Untuk 2 butir dari 7 butir yang tertuang dalam UU
no 20/2003 tersebut banyak yang salah mengartikan. Terlebih dalam dunia
managerial pendidikan. Seperti di dinas pendidikan banyak orang berangkapan siapapun
bisa melaksanakan hal itu. Ternyata tidak. Tapi bagi mereka yang ditempatkan
ini pasti pusing sendiri. Karena beda dengan jalur formal. Dari hasil
penelitian para dosen PLS Universitas Palangka Raya, lebih banyak gagalnya dari
keberhasilan. Biasanya kebanyakan tenaga sturuktural mencari jabatan. Sedangkan
jabatan itu yang sering kosong seperti: Subdin/Bidang PLS. sekarang disebut
juga bidang PAUDNI, tapi tidak masuk dalam Undang-Undang. karena bidang ini
teknis, dikerjakan oleh yang bukan ahlinya. Maka tunggu kehancurannya. Karena
setelah ia duduk pada jabatan itu, di sana ada PAUD seperti tertuang dalam
butir 3 pada Bab VI pasal 26 di atas, ada lembaga kursus, lembaga pelatihan dan
PKBM. Padahal selama sekolah tidak pernah bertemu dengan hal itu. Sehingga
sering terjadi kesalahan fatal dalam menjalankan tugasnya. Ini karena ketidak tahuan si pejabat
tersebut. Misal suatu ketika seseorang
mencari data warga masyarakat yang tuna aksara, dengan ketidak tahuannya, maka
data tuna aksara diperkecil untuk tujuan kinerjanya. Padahal di setiap desa
masih ada mereka yang usia produktif.
Dan karena sesuatu dan lain hal, mereka tidak sempat mengenyam
pendidikan. Dengan sangat menyesal mereka yang belum tuntas sekolahnya ini,
terlaporkan sudah bisa baca tulis. Masih banyak kasus lainnya.
Sedikit lucu, karena
ketidak tahuan pada jalur PLS tersebut, ada tugas-tugas bidang PLS diserahkan
kepada mereka yang bukan PLS. laporan yang diterima Jakarta, sering
diinformasikan ke program studi PLS oleh mereka dari Kementrian Pendidikan
Kebudayaan, khususnya dari Dirjen PLS. Mereka menanyakan kenapa pekerjaan dosen
program studi PLS dikerjakan oleh ahli lain. Sehingga tujuan yang mereka
harapkan jadi tidak tercapai. Karena yang mengerjakan juga asal jadi. Mungkin
ketakutan kalau diketahui oleh para dosen PLS. Kepada Pemerintah Daerah dalam
penempatan tenaga khususnya bidang PLS/PNFI sebaiknya cari sarjana PLS. agar
program yang dilancarkan tidak asal jadi. Kalau kinerja berdasarkan kompetensi
tentu harus hati-hati.
Sebetulnya banyak
sarjana PLS baik alumnus dari Unpar maupun dari luar Kalimantan dengan
menempati berbagai jabatan. Selain itu juga mereka sebagai guru, sarjana PLS
ini, telah dibekali kalau jadi guru dengan kewenangan mengajar: antropologi dan
sosiologi. Karena selama kuliah mereka satu setengah tahun dibekali hal itu.

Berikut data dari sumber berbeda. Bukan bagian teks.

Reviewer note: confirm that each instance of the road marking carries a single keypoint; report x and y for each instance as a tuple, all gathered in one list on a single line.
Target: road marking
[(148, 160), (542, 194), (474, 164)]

Demikian juga yang memilih non guru telah dibekali seperangkat tugas
administrasi PLS yang seharusnya di dudukkan pada bidang PLS.
Sekarang bagaimana kalau
kuliah di S-2 PLS Unpar. Mereka dibekali oleh para dosen dalam dan luar Unpar
seperti dari Universitas Pendidikan (UPI) Bandung dan Universitas Negeri Malang
(UNM). Mereka itu, dosen-dosen S-1, S-2 dan S-3 PLS. Bukan hanya dosen yang
didatangkan begitu saja. Mahasiswa PLS sangat keberatan kalau di S-2 PLS Unpar
dibina oleh dosen bukan PLS. Karena kita berbeda jalur ada yang pada jalur
formal dan ada pula yang pada jalur nonformal. Tenaga dosen yang mendidik
mahasiswa S-2 PLS adalah mereka yang memang tahu persis asam garam dunia PLS.
Kalau mereka mahasiswa dididik oleh dosen yang bukan PLS percuma mendirikan
program Magister PLS. Karena PLS adalah bidang ilmu teknis,
beda dengan jalur formal. Kata mahasiswa S-2 PLS ada benarnya, kalau
mereka dibimbing oleh dosen bukan dosen PLS, berarti gelar: M.Pdnya lagi bukan
PLS. (Penulis Guru Besar PLS Unpar).